Fossil fuel supplies are rapidly declining. About 60% of Earth’s ecosystem services are being degraded or used unsustainably. Fresh water availability is falling. Species are becoming extinct at a rate that has not been seen since the last global mass-extinction event. Carbon emissions are continuing to increase globally. How can we begin to effectively address these issues? This course will provide an introduction to the field of natural resource management and the concept of sustainable development. Natural resources include both renewable resources (such as water, forests, wildlife) and non-renewable resources (such as fossil fuels). This course adopts a systems framework that will allow us to explore the connections among different elements in the context of global environmental change, human needs and impacts, and the need to reframe and revitalize our current approaches to resource management. We will explore local and global resource and environmental issues such as forest governance, the management of national parks and protected areas, and our ability to ensure sustainable energy supplies. Throughout the Block, we will investigate practical solutions to address, or begin to address, these issues.

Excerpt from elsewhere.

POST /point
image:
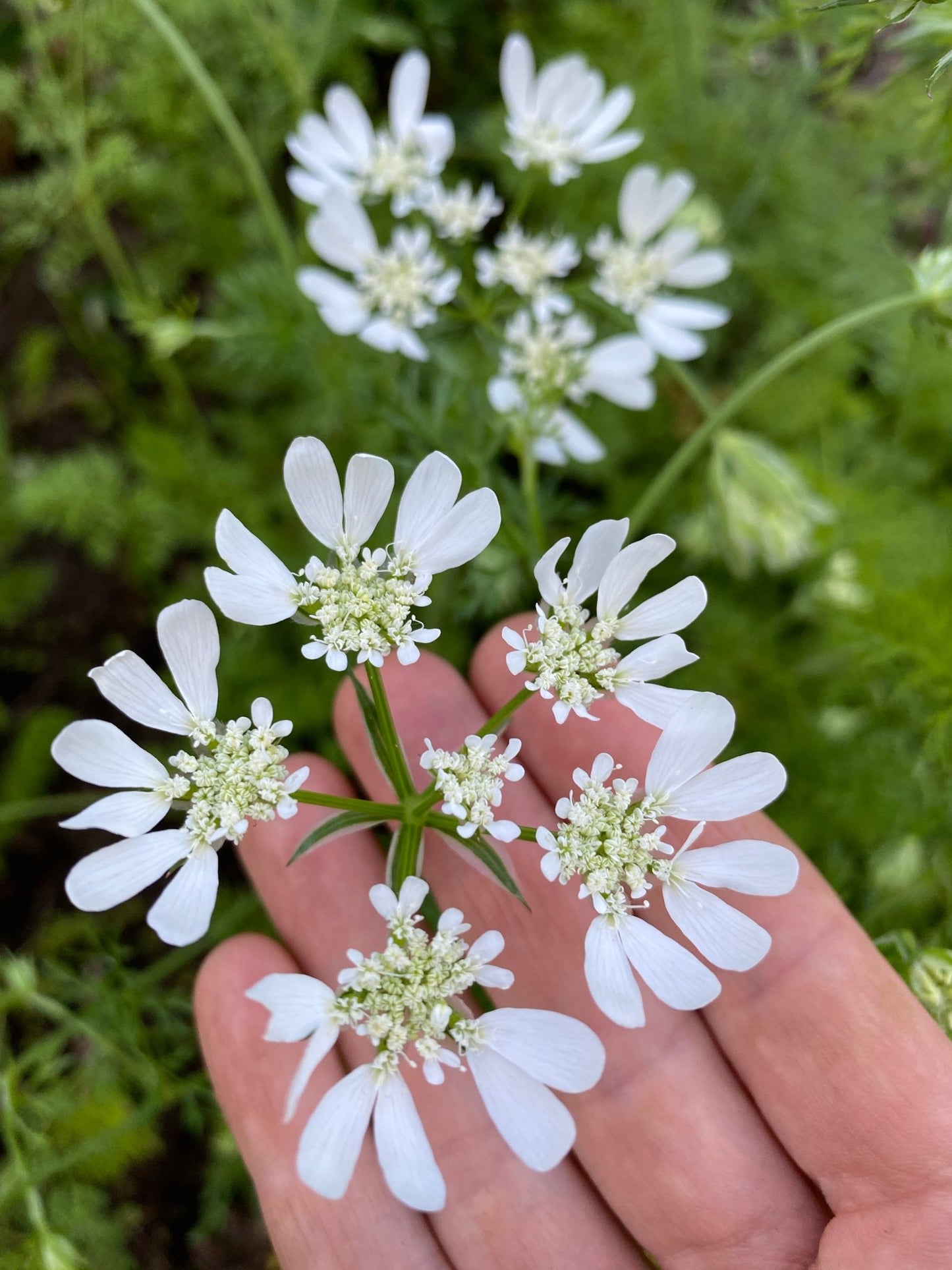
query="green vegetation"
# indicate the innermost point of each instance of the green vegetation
(157, 360)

Upon completing this course students will be able to:
Understand the importance of various natural resources to human existence, in both a historical and contemporary context
Identify the challenges and opportunities in sustainable resource management
Identify and analyse the key issues in sustainable resource use in different geographical, cultural, and developmental contexts
Analyse a natural resource management issue from a local and global perspective
Understand the concepts, principles and practices discussed in class
Display a capacity to communicate effectively, both orally and in the written form, about energy and resource management issues
Once available, timetables will be published here.
Mode of instruction
This course will proceed primarily as a seminar. Each class will include opening remarks/introductory lecture followed by a discussion of assigned readings, class activities, and student presentations. It is expected that students will engage actively in class discussions and debates.
Discussion leader: 25%
Oral presentation: 20%
Planning and development hearing: 30%
Final research paper: 25%
There will be a Blackboard site available for this course. Students will be enrolled at least one week before the start of classes.